竜と姫が、月を仰ぎ見る。その18
ま、まずい……!
こいつが倒れたら上下水道ライフラインが絶たれ、世にも苦しい死に方をするしかなくなる!
「ど、どうしたんだ。具合悪いのか」
「…………」
眉根を寄せ、こくこくと頷いている。
マジで苦しそうじゃん……。
よく見れば顔面は蒼白、額には病的な汗が浮かび、手はぶるぶると震えている。
やっぱ水を出したりする魔法的なアレには代償があるってことなのか。
MP切れ的な。
水のないところでこれだけの……的な。
気づけなかった……というか、たぶん隠していたんだろうけど。
まああからさまにアピールされても俺にできることはないわけだが……。
「どうしよ、どうしよ」
慌てすぎて可愛くないちいかわみたいになっちゃった。でかきも。
せめて背中を撫でてやりたいが、掌が剥き身なのでオロオロに終始することになった。
なんて使えないんだ……俺みたいな人間が社会に出て苦労するんだ……。
「がんばれ! 負けるな!」
精神支援しかできることがない。
頑張るぞ!
「明けない夜はない! 苦しさの先に山頂は見える! 夢はきっと叶う!」
「それ……ウザい……」
「…………すみません」
普通に怒られた。そりゃそうだわね。
「で、マジでどうしたんだ」
「……………………てる」
「え? なに……?」
限界が近いのか、歯の間から絞り出すような声でよく聞き取れなかった。
耳をそばだてる。
「……いま、酒が切れたことによる禁断症状と闘ってる……!」
「…………ああ!?」
想像以上にしょうもない戦いをしていた。
アル中じゃねえか!
いやアルコール中毒は歴とした病気だけどよ。
今そんな闘病すんなよ!
「水は……いつか酒に変わるのか……」
ツラの良い女が儚く囁くから美しい今際の際の言葉に聞こえなくもないが、本質は安酒の瓶底を舐めるおっさんのそれだった。

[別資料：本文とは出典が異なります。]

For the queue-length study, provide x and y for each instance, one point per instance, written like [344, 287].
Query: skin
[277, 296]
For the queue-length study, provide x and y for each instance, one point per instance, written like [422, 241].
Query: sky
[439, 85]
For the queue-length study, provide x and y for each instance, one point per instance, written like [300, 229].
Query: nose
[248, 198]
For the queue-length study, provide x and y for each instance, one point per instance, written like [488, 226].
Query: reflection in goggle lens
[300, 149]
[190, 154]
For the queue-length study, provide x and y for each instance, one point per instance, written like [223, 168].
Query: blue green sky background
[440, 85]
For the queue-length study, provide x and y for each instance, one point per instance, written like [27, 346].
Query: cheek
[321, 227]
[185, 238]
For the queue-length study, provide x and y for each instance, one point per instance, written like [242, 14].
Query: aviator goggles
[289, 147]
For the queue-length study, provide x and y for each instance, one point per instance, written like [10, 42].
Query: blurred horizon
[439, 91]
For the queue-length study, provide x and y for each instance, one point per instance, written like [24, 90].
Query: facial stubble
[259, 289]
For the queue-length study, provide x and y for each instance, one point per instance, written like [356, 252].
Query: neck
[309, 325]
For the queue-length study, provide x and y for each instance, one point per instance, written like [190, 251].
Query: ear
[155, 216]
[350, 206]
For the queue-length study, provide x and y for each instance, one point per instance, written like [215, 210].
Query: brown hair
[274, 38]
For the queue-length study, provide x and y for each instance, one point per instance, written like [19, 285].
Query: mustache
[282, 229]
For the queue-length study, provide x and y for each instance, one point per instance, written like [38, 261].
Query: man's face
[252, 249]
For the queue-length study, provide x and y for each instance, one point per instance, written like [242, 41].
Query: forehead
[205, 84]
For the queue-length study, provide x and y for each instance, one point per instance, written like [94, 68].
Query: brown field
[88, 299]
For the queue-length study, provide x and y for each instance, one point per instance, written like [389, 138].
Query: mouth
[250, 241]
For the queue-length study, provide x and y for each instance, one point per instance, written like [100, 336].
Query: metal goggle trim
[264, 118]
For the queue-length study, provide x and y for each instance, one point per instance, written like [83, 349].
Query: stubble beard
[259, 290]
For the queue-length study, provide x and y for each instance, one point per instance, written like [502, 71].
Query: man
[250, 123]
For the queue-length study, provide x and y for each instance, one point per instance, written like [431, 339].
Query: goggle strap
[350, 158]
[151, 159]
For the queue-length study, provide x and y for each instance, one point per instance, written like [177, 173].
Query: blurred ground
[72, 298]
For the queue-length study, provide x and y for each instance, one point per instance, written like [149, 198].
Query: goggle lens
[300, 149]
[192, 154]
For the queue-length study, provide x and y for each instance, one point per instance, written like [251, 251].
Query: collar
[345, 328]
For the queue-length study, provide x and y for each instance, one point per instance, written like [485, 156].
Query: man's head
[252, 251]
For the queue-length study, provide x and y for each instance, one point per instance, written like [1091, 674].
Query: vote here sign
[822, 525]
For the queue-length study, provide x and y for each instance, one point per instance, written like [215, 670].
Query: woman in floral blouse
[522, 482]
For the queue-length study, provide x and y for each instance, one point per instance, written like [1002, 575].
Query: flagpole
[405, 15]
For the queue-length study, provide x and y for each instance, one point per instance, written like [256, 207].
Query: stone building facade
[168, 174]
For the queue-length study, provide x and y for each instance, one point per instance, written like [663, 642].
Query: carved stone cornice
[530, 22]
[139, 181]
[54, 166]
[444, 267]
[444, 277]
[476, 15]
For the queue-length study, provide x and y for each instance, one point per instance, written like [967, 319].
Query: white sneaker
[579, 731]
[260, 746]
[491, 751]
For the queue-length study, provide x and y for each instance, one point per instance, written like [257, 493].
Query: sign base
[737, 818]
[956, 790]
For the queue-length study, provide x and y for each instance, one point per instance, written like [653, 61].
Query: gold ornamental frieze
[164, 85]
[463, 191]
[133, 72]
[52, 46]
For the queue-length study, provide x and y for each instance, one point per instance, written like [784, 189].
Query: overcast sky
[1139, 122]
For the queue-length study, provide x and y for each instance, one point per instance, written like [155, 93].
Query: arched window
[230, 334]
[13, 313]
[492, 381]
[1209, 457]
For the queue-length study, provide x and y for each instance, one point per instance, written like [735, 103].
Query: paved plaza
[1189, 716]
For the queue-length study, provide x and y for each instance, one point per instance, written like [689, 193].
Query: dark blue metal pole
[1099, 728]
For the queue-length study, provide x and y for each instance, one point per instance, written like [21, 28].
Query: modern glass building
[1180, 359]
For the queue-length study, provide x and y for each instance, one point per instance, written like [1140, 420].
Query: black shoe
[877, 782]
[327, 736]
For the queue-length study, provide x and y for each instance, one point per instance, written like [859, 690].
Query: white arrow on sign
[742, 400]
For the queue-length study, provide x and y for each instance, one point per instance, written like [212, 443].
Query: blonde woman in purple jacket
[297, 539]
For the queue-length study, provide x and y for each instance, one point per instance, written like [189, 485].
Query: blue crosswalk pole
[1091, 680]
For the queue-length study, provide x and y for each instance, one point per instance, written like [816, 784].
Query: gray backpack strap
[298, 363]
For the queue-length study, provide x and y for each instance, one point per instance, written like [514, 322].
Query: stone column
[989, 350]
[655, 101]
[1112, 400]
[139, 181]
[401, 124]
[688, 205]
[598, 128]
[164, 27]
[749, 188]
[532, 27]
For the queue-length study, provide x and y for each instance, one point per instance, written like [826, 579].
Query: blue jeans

が、それがなおのこと彼女の苦しみ度数を示しているようにも思える。
……敵視されているとはいえ、いちおう世話にはなっているので、普通に可哀想になってきたな。
手の甲で背中をさすっておく。
拒絶されるかと思ったけどそんなことはなかった。
ちょっとしたデレ部分。
「くそ……不便な身体……」
「ってことは、それ、リーンの本当の身体じゃないのか」
「…………」
そんな露骨に「しまった」みたいな顔しなくても。
こちとら未だに何が起きてるのか分かんないんだから。
何のヒントにもなってねえよ。
「……なあ、いい加減説明してくれよ。
いろいろとさ」
「……それはできない。
あなたは、敵だから」
「敵ねえ……」
と言われてもマジでこっち側にその感覚がないんだよなあ。
俺にとっては「謎に敵視してくる謎の美少女と閉じ込められた」って状況なわけ。
正直ちょっと美味しい展開ですらある。
まあ、このままだと二人とも地獄のような苦しみの中で死ぬことになるから困るけども……。
「……もういい。収まってきたから」
「そうか」
強がりかどうかはともかく、顔色はだいぶマシになったようだ。
俺はおとなしく彼女から離れることにした。